Low-intensity pulsed ultrasound ameliorates insulin resistance in type 2 diabetes mice via promoting glucagon-like peptide-1 release

Abstract

Abstract Glucagon-like peptide-1 (GLP-1) is a hormone secreted by intestinal L-cells. It regulates glucose levels by boosting insulin secretion, inhibiting glucagon release, and preventing β-cell death. GLP-1 is increasingly used in managing type 2 diabetes mellitus (T2DM). This study assessed the effectiveness of low-intensity pulsed ultrasound (LIPUS), a non-pharmacological intervention, in enhancing insulin resistance in diabetic mice by stimulating GLP-1 release. T2DM was induced in C57BL/6J mice through a high-fat diet and streptozotocin injection. Mice were divided into Control, T2D-sham and T2D-LIPUS groups. The T2D-LIPUS group received LIPUS treatment with a frequency of 1MHz, intensity of 120mW/cm2, and duty cycle of 20%for 20 minutes/day, 5 days/week for 4 weeks. Glucose tolerance and insulin resistance were measured through tests.

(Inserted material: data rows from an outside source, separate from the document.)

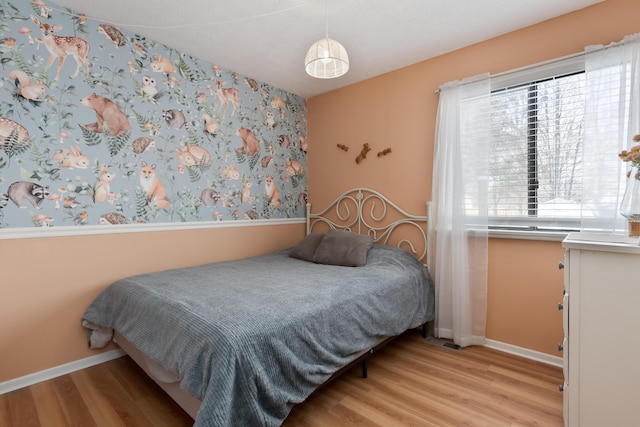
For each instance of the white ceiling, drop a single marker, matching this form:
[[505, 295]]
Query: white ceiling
[[268, 40]]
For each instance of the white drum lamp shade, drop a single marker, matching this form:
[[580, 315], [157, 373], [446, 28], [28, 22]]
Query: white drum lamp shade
[[326, 59]]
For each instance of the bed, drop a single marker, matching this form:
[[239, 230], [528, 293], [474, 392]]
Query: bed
[[231, 352]]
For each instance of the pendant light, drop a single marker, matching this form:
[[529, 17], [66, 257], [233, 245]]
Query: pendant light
[[326, 58]]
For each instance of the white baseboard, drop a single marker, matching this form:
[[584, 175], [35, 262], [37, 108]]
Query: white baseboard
[[525, 352], [67, 368], [57, 371]]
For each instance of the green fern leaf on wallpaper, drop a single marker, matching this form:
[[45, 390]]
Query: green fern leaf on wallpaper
[[185, 70], [142, 213], [194, 173], [194, 138], [241, 158], [91, 138], [253, 161], [116, 143], [13, 145], [20, 60]]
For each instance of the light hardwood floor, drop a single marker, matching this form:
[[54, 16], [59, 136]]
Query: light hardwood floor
[[410, 383]]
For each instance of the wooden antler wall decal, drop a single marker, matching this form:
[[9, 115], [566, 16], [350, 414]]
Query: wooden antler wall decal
[[363, 153]]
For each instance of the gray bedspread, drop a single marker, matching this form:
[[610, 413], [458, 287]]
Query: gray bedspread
[[253, 337]]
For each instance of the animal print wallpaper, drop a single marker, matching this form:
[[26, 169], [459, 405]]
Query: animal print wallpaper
[[100, 126]]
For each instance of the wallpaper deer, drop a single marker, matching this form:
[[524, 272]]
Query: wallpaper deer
[[100, 126]]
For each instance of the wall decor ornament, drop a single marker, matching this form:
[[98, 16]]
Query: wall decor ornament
[[99, 126]]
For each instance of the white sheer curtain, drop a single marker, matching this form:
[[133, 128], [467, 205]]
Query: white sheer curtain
[[459, 198], [612, 115]]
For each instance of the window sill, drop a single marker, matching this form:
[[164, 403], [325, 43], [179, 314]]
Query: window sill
[[551, 236]]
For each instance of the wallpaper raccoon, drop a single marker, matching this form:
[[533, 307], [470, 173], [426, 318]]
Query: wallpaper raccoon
[[102, 126]]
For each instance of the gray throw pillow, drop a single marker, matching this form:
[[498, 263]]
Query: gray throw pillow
[[343, 248]]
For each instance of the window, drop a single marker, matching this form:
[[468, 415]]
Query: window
[[535, 170]]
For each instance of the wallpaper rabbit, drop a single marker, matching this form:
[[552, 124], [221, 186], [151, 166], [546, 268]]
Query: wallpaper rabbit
[[99, 126]]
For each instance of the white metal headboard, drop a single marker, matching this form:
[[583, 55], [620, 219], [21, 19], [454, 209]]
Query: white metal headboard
[[349, 207]]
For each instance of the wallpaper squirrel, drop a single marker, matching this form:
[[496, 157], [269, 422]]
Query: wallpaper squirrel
[[99, 126]]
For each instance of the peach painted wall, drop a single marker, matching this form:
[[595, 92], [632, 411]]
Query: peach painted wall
[[398, 110], [46, 283]]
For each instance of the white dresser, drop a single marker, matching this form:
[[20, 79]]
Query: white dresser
[[601, 349]]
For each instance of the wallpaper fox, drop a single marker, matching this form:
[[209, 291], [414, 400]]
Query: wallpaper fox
[[100, 126]]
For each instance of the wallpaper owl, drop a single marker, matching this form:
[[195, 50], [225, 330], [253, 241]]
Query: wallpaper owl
[[100, 126]]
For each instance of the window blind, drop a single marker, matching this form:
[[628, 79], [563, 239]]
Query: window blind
[[536, 153]]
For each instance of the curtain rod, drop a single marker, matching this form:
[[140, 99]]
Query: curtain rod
[[528, 67], [589, 49]]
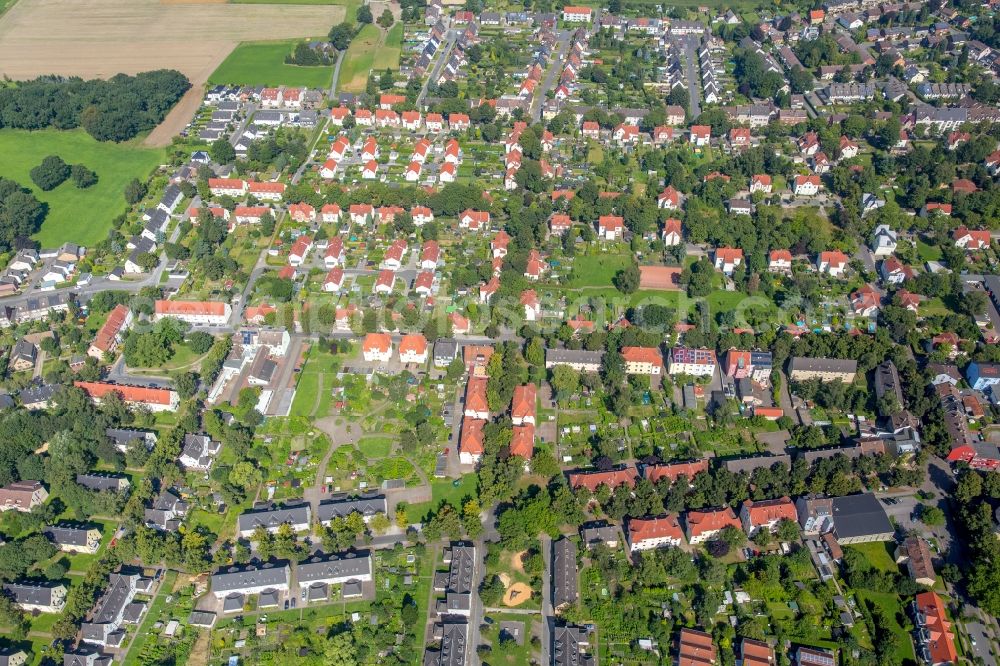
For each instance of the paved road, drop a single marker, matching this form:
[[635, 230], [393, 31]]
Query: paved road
[[689, 44], [982, 647], [548, 615], [552, 76], [336, 76], [440, 59]]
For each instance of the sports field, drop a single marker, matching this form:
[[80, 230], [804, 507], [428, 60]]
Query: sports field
[[81, 216], [368, 53], [263, 63]]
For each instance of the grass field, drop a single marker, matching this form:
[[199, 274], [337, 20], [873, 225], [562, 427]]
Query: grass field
[[359, 59], [81, 216], [388, 54], [350, 6], [877, 554], [444, 490], [368, 53], [892, 610], [597, 270], [263, 63]]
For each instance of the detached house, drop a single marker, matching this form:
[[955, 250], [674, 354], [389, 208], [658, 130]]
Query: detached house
[[610, 227], [727, 259], [766, 514], [377, 347], [833, 263], [806, 186]]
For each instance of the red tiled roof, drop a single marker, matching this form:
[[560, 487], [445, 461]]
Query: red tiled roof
[[642, 355], [143, 394], [672, 471], [377, 342], [475, 395], [640, 529], [700, 522], [111, 328], [522, 442]]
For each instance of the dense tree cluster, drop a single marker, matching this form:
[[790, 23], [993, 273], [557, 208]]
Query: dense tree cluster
[[21, 214], [116, 109]]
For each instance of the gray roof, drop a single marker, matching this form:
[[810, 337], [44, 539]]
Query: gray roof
[[251, 576], [125, 436], [37, 394], [340, 566], [564, 576], [751, 463], [102, 481], [568, 645], [860, 515], [573, 356], [36, 593], [67, 534], [600, 534], [338, 508], [445, 348], [463, 564], [272, 518]]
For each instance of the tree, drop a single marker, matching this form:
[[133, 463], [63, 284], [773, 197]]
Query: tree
[[134, 191], [222, 152], [200, 342], [50, 173], [931, 516]]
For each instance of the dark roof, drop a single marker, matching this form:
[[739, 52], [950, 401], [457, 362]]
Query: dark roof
[[860, 515], [564, 576]]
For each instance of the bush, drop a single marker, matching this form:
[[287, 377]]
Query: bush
[[51, 173]]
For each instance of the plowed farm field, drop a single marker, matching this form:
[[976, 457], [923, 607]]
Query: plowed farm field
[[100, 38]]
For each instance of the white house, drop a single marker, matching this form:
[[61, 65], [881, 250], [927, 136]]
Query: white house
[[884, 241]]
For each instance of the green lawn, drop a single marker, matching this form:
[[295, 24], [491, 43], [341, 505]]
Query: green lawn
[[81, 216], [375, 447], [928, 252], [444, 490], [359, 59], [388, 54], [878, 555], [263, 63], [597, 270], [153, 616], [892, 609]]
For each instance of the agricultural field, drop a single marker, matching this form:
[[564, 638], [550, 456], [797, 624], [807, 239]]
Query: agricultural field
[[145, 35], [263, 63], [369, 51], [81, 216]]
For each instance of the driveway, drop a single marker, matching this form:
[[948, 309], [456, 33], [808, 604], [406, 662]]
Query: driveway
[[983, 645]]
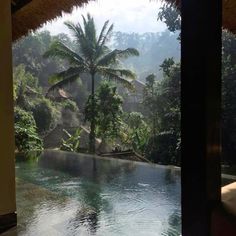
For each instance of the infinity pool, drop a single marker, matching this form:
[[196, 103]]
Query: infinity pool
[[75, 194]]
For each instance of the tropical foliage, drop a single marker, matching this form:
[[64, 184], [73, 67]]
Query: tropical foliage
[[26, 137], [107, 110], [71, 144], [93, 57]]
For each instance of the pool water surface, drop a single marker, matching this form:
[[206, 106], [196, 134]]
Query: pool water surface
[[75, 194]]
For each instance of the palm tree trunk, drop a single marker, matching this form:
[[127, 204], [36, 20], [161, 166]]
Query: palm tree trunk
[[92, 123]]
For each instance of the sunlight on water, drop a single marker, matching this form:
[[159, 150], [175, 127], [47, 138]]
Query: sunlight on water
[[68, 194]]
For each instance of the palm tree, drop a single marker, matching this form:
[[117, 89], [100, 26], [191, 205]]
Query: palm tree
[[93, 57]]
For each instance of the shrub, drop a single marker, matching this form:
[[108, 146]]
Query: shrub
[[45, 115], [26, 136]]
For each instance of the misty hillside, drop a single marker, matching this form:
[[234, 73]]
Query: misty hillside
[[153, 48]]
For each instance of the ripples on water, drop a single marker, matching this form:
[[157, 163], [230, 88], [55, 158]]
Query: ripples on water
[[70, 195]]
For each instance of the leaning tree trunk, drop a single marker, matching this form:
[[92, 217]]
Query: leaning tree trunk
[[92, 122]]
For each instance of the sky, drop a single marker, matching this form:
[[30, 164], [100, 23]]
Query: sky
[[129, 16]]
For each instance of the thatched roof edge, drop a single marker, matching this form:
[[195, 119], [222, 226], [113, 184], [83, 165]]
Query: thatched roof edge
[[37, 12]]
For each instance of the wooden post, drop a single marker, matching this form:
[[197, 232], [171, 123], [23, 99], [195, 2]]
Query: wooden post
[[201, 105], [7, 164]]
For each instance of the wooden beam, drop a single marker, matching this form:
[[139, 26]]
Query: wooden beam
[[7, 157], [17, 5], [201, 105]]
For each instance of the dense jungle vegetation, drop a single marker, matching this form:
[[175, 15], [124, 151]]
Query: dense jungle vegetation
[[86, 80]]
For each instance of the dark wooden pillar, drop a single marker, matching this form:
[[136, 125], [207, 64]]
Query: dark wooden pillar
[[201, 105], [7, 146]]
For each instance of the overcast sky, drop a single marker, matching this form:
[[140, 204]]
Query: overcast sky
[[138, 16]]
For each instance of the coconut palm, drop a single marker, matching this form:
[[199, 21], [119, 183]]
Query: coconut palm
[[91, 56]]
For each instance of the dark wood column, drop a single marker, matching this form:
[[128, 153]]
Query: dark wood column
[[7, 163], [201, 105]]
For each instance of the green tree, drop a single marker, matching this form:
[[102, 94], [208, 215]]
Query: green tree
[[92, 56], [170, 15], [137, 132], [162, 99], [107, 110], [26, 136]]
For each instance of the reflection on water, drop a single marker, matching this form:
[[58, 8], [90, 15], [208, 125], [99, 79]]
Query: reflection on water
[[67, 194]]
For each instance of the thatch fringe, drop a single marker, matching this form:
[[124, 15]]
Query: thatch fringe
[[37, 12]]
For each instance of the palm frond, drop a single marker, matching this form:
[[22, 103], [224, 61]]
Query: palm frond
[[102, 35], [107, 36]]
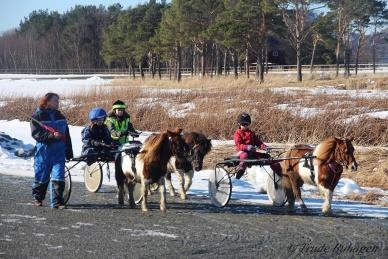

Pancreatic histology and GLP-1 expression in serum were evaluated. Results showed that T2DM increased insulin resistance, but LIPUS treatment alleviated it. GLP-1 levels significantly increased in the T2D-LIPUS group compared to the T2D-sham group, approaching the control group’s level. LIPUS also reduced apoptosis of islet β cells. These findings suggest that LIPUS stimulation of the intestine can enhance islet β-cell activity through GLP-1 regulation of the gut-pancreas axis, mitigating insulin resistance in T2DM.